14. Galatasaray Odeabank Istanbul (8-17)
Önceki sıra: 16 (+2)
Evinde: 7-6
Deplasmanda: 1-11
Hücum-Savunma: 78.4 sayı ortalama -83.3 sayı ortalama
Galatasaray bu ligin en tahmin edilemez takımlarından birisi. Olympiakos’a sezonun başında yaptıklarını Madrid’e de yaptılar ve Barcelona’yı iki kez yendiler. Galatasaray son maçlarda daha iyi oynuyor ve maçlarda daha yarışmacı kalıyor. Üstelik kadrolarındaki süregelen değişikliklere rağmen. En son Emir Preldzic ve Blake Schilb takımdan kesilmişti. Asist sayısında ligin en iyi üçüncü takımı olmalarına karşın hücum reytinglerinde 10. sırada kalmaları bir paradoks ve bu Galatasaray’a yardımcı olmuyor. En kötü dördüncü savunmaya sahip olmaları ise hiç yardımcı olmuyor.
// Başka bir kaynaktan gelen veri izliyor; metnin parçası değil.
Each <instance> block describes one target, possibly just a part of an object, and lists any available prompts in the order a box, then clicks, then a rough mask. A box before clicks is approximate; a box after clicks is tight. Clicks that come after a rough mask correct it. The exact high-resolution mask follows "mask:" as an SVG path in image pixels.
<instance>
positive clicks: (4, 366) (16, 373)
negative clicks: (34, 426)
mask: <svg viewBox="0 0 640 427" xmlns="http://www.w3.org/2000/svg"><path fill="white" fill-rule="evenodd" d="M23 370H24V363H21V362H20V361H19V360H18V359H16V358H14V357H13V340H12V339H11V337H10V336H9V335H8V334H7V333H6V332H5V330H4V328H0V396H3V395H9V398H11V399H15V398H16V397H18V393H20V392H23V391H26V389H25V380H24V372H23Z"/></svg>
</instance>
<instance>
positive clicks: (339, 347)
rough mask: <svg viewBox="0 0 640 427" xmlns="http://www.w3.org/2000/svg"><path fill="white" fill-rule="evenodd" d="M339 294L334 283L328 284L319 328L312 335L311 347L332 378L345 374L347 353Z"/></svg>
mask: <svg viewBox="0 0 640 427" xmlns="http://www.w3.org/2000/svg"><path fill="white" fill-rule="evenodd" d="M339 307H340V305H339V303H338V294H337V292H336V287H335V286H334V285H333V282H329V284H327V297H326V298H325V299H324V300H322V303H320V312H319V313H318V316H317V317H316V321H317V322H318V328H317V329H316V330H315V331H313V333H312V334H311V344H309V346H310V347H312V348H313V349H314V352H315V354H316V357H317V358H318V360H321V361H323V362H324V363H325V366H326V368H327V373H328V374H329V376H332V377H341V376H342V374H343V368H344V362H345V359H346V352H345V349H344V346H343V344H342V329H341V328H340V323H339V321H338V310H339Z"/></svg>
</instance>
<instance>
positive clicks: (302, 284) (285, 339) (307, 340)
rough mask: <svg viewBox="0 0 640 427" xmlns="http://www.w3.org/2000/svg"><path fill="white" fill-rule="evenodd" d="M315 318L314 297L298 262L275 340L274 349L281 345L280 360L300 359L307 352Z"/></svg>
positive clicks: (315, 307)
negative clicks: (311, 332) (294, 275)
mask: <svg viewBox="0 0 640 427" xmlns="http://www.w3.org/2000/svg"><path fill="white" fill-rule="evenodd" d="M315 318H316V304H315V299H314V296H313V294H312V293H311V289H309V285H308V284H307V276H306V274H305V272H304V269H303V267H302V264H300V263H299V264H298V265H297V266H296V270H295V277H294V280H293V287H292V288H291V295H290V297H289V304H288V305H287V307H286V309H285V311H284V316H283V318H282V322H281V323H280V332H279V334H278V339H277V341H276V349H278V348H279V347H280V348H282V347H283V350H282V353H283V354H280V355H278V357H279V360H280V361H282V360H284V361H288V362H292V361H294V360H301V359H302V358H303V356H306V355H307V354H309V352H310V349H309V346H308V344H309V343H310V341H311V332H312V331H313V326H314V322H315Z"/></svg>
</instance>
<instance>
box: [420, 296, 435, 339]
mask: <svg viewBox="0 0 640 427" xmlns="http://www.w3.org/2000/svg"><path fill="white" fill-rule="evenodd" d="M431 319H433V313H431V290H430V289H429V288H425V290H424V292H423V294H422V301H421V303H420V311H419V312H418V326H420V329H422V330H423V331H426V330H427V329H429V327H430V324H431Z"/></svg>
15. EA7 Emporio Armani Milan (7-18)
Önceki sıra: 15 (-)
Evinde: 6-6
Deplasmanda: 1-12
Hücum-Savunma: 82.3 sayı ortalama -88.4 sayı ortalama
Milano üst üste dört kez kaybetti ama bu seri tabii ki sezonun daha öncesinde yaşadıkları üst üste 10 mağlubiyetlik seri kadar acı verici değil. İtalyan ekibi ligdeki en kötü savunmaya sahip ve maçlarını yüksek skorlara çekiyor. Dolayısıyla en iyi dördüncü hücuma sahip olmaları sürpriz değil. Krunoslav Simon’un sakatlığı da büyük vurgun oldu. Artık tek hedefleri sezonu sonuncu bitirmemek.
16. Unics Kazan (7-18)
Önceki sıra: 14 (-2)
Evinde: 5-8
Deplasmanda: 2-10
Hücum-Savunma: 76.8 sayı ortalama -81.3 sayı ortalama
Unics Kazan üst üste sekiz kere kaybetti ve EuroLeague’in en kötü iç saha galibiyet yüzdesine sahipler. Rus ekibi birkaç maçı son anlarda kaybetti ve belki onları kazansalar durumları farklı olabilirdi. Ama şimdi son sıradalar ve Keith Langford ile Quino Colom istikrarlı şekilde katkı vermeye devam ediyorlar, her ne kadar takımın kaderini değiştiremeseler de.